The valve train is probably one of the most complex and critical assemblies in a modern automobile engine. Its operation directly impacts engine efficiency and emissions. Engineers with the General Motors Power Train Group, Pontiac, Mich., used to model valve-train kinematics and dynamics with homegrown, 2D programs, which was OK for simple, planar motion. Obviously, such programs won't work for 3D lateral forces associated with more advanced designs, nor can they predict nonlinear behavior in helical springs.
Overcoming these limitations is the 3D multibody dynamic code, LMS DADS from LMS International, Leuven, Belgium (www.lmscadsi.com). GM engineers used the program to eliminate socket hop in a concept V6 engine valve train before building prototype engines, saving considerable development time and the associated costs. Socket hop is defined here as a momentary loss of contact between a rocker arm and lash adjuster. Such disturbances generate noise and vibration and can rob power, especially at high engine speeds.

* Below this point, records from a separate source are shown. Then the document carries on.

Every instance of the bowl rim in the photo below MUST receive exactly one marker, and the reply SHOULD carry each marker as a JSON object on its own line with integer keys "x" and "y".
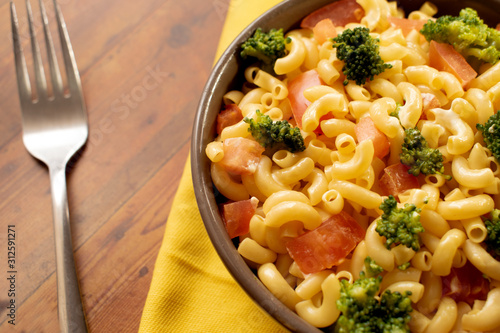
{"x": 205, "y": 198}
{"x": 203, "y": 129}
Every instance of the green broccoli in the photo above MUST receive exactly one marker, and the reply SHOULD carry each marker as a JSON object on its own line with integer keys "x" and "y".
{"x": 362, "y": 312}
{"x": 491, "y": 134}
{"x": 267, "y": 47}
{"x": 416, "y": 153}
{"x": 492, "y": 240}
{"x": 275, "y": 134}
{"x": 372, "y": 268}
{"x": 468, "y": 34}
{"x": 360, "y": 54}
{"x": 400, "y": 225}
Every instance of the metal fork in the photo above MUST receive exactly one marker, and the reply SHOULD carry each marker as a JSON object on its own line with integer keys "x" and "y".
{"x": 55, "y": 127}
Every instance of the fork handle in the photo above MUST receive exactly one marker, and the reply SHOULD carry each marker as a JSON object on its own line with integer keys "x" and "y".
{"x": 70, "y": 309}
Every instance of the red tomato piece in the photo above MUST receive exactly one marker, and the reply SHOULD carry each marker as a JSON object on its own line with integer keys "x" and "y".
{"x": 444, "y": 57}
{"x": 365, "y": 129}
{"x": 231, "y": 115}
{"x": 241, "y": 155}
{"x": 339, "y": 12}
{"x": 324, "y": 30}
{"x": 237, "y": 215}
{"x": 406, "y": 25}
{"x": 296, "y": 88}
{"x": 326, "y": 246}
{"x": 465, "y": 284}
{"x": 396, "y": 180}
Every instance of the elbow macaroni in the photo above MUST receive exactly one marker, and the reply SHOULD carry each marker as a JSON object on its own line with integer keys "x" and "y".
{"x": 341, "y": 173}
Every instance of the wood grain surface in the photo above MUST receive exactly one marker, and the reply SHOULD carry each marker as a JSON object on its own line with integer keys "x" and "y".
{"x": 143, "y": 66}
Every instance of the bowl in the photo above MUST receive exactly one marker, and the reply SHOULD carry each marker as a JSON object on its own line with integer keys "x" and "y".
{"x": 225, "y": 76}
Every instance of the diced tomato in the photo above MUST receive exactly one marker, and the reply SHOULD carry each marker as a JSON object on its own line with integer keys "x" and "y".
{"x": 237, "y": 215}
{"x": 465, "y": 284}
{"x": 444, "y": 57}
{"x": 241, "y": 155}
{"x": 406, "y": 25}
{"x": 339, "y": 12}
{"x": 324, "y": 30}
{"x": 231, "y": 115}
{"x": 365, "y": 129}
{"x": 327, "y": 245}
{"x": 296, "y": 88}
{"x": 396, "y": 180}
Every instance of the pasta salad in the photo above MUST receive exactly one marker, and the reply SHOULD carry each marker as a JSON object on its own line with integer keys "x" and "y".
{"x": 359, "y": 162}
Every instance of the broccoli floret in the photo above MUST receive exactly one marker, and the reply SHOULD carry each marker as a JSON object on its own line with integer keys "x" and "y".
{"x": 492, "y": 240}
{"x": 372, "y": 268}
{"x": 360, "y": 54}
{"x": 267, "y": 47}
{"x": 491, "y": 134}
{"x": 416, "y": 153}
{"x": 275, "y": 134}
{"x": 400, "y": 225}
{"x": 362, "y": 312}
{"x": 468, "y": 34}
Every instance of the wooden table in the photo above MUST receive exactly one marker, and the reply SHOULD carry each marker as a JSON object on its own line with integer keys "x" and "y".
{"x": 143, "y": 66}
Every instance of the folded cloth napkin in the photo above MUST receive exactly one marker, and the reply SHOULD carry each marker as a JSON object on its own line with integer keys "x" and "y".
{"x": 191, "y": 290}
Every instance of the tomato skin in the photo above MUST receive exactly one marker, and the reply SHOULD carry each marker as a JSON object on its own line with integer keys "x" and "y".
{"x": 326, "y": 246}
{"x": 465, "y": 284}
{"x": 340, "y": 13}
{"x": 397, "y": 180}
{"x": 241, "y": 156}
{"x": 296, "y": 88}
{"x": 231, "y": 115}
{"x": 444, "y": 57}
{"x": 365, "y": 129}
{"x": 324, "y": 30}
{"x": 237, "y": 215}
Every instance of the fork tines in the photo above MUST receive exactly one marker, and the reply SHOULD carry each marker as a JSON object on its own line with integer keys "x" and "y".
{"x": 73, "y": 78}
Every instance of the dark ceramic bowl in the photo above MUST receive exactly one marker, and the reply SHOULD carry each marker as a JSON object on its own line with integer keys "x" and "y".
{"x": 226, "y": 75}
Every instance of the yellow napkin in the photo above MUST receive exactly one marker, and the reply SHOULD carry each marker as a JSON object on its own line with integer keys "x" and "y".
{"x": 191, "y": 290}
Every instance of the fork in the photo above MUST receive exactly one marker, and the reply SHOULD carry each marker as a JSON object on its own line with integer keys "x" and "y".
{"x": 55, "y": 127}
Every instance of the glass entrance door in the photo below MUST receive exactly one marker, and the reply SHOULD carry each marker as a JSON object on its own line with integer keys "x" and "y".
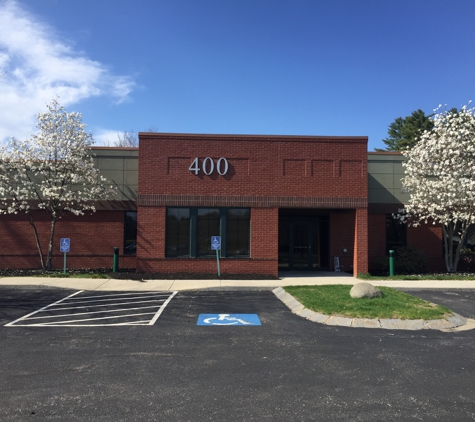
{"x": 301, "y": 244}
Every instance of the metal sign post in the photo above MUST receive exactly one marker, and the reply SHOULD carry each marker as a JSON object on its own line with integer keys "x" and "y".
{"x": 216, "y": 246}
{"x": 64, "y": 245}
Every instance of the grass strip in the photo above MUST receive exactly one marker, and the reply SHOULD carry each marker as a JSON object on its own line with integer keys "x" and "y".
{"x": 457, "y": 276}
{"x": 336, "y": 300}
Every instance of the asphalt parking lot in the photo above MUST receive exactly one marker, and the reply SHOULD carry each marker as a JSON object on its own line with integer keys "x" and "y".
{"x": 288, "y": 368}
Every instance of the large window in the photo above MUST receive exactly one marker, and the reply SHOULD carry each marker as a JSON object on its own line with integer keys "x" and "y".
{"x": 189, "y": 231}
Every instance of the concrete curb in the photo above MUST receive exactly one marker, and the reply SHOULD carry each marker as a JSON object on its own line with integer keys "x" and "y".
{"x": 452, "y": 323}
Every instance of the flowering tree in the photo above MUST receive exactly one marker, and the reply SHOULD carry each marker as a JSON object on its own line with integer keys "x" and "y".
{"x": 52, "y": 171}
{"x": 440, "y": 177}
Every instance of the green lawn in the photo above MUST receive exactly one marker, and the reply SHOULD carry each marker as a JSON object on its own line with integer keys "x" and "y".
{"x": 336, "y": 300}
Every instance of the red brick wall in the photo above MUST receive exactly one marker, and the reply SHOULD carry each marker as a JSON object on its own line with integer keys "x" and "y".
{"x": 360, "y": 262}
{"x": 258, "y": 166}
{"x": 270, "y": 167}
{"x": 93, "y": 238}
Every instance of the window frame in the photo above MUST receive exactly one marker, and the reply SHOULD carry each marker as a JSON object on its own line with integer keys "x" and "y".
{"x": 193, "y": 233}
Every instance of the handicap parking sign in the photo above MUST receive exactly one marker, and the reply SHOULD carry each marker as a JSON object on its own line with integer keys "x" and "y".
{"x": 228, "y": 319}
{"x": 215, "y": 243}
{"x": 64, "y": 244}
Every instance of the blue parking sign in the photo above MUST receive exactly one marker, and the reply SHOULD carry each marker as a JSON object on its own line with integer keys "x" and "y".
{"x": 215, "y": 243}
{"x": 64, "y": 244}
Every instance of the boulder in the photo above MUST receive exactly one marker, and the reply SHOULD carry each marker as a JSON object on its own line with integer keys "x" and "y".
{"x": 360, "y": 290}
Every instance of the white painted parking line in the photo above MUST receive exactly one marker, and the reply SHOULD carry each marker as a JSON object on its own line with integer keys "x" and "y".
{"x": 76, "y": 310}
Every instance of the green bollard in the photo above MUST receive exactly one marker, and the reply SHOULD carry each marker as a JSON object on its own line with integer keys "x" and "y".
{"x": 391, "y": 262}
{"x": 115, "y": 266}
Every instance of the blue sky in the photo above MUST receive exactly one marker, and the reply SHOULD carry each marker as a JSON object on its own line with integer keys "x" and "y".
{"x": 295, "y": 67}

The concept-turned-production 3.5-liter Premium V6 (PV6) 24-valve, dual-overhead cam engine powers the Oldsmobile Intrigue. Valves actuate with separate finger follower rocker arm assemblies. Each finger follower has a socket at one end mated to a spherical head on a self-adjusting hydraulic lash adjuster. The socket also acts as a pivot point. A roller shaft/needle bearing assembly located about midspan rolls on the cam lobe surface. On the opposite end of the follower is a valve pallet. It contacts the stem top of an intake or exhaust valve. The valve pallet is radiused to prevent edge contact with the valve tip.
The arrangement generates less noise than earlier direct-acting valve trains but also introduces several complexities. Of these, and probably of most concern, is socket hop. Creating an accurate model of the hardware was the first step to eliminating the problem.
A MODELING JOB
The DADS software models 3D systems or imports them from major CAD packages, such as Catia, Pro/Engineer, and I-DEAS. Engineers define joints, constraints, and forces on the system. Then, DADS automatically derives and solves the nonlinear equations of motion and reports loads, positions, velocities, and accelerations at each time step. Results are graphed or output to photorealistic 3D animations that help visualize flexible deformation of engine components in motion.
The PV6 DADS model simulates all three cylinders on the right bank. A total of 38 flexible bodies are modeled including camshafts, intake and exhaust valves, rocker arms, and helical valve springs, each with multiple mode shapes.
Cam lobe profiles are represented by a series of fifthorder spline functions fit to a table of points of lift-versuscam angle. The spline-fitted surfaces determine penetration depth, follower linear velocity, and cam/follower sliding velocity. These values feed to a contact algorithm that applies forces to the cam surface and roller bodies based on material stiffness and damping properties and tangential friction coefficients. These calculations run simultaneously for all cam lobes and update each time step.
The model can also predict valve float because the cam and follower are allowed to separate and reimpact. In addition, contact force elements model the interaction between the rocker pallet and valve tip and between the valve head and valve seat insert. A Hertzian contact model computes the surface radii of curvatures and related stresses at the contact points by assuming sufficiently small local surface deformations. The normal contact force is a function of Young's modulus, restitution coefficient, and transition velocity. Tangential contact force uses a friction coefficient or nonlinear function of friction versus tangential velocity.
Valve spring inertial surge and resonance are other important metrics to model, particularly for severe vibrations that can trigger coil-to-coil contact. A helical-spring element within the software accounts for these behaviors, including nonlinear effects. First, a 3D FE mesh is solved in the modal domain and inserted into the larger valve-train simulation.
An optional reduction procedure turns the 3D spring model into a dynamically equivalent and more computationally efficient one-dimensional model. A quasi-static compression procedure retains spring mass distribution, needed to capture surge, while a series of nonlinear coilcontact force relationships emulate contact algorithms of the 3D model. The model also simulates combustion loads acting on valve heads, cam-bearing loads with a hydrodynamic oil film, and dynamic hydraulic pressure inside lash adjuster chambers.
RUNNING THE SIMULATION
The simulation applies a constant angular velocity to a camshaft end. Changing angular velocity simulates different engine speeds. Camshaft rotation velocity, however, is nonuniform because combustion loads on valve heads torsionally flex the camshaft along its length. Plots of hydraulic adjuster force versus cam angle reveal a skewed double-peak feature from a changing rocker-arm ratio. This is because adjuster motion changes the pivot position which, in turn, moves the cam/follower contact point.
Socket hop happens when adjuster force drops to zero along the translation axis. This can cause loss of contact and valve bounce at high engine speeds, setting up vibrations that transmit to the valve head through the valve seat, spring seat, and journal bearings. The culprit, it turned out, was the valve springs. Though details are proprietary, these high-fidelity simulations helped GM engineers tweak the spring design to eliminate socket hop, leading to successful prototypes, and ultimately, production engines.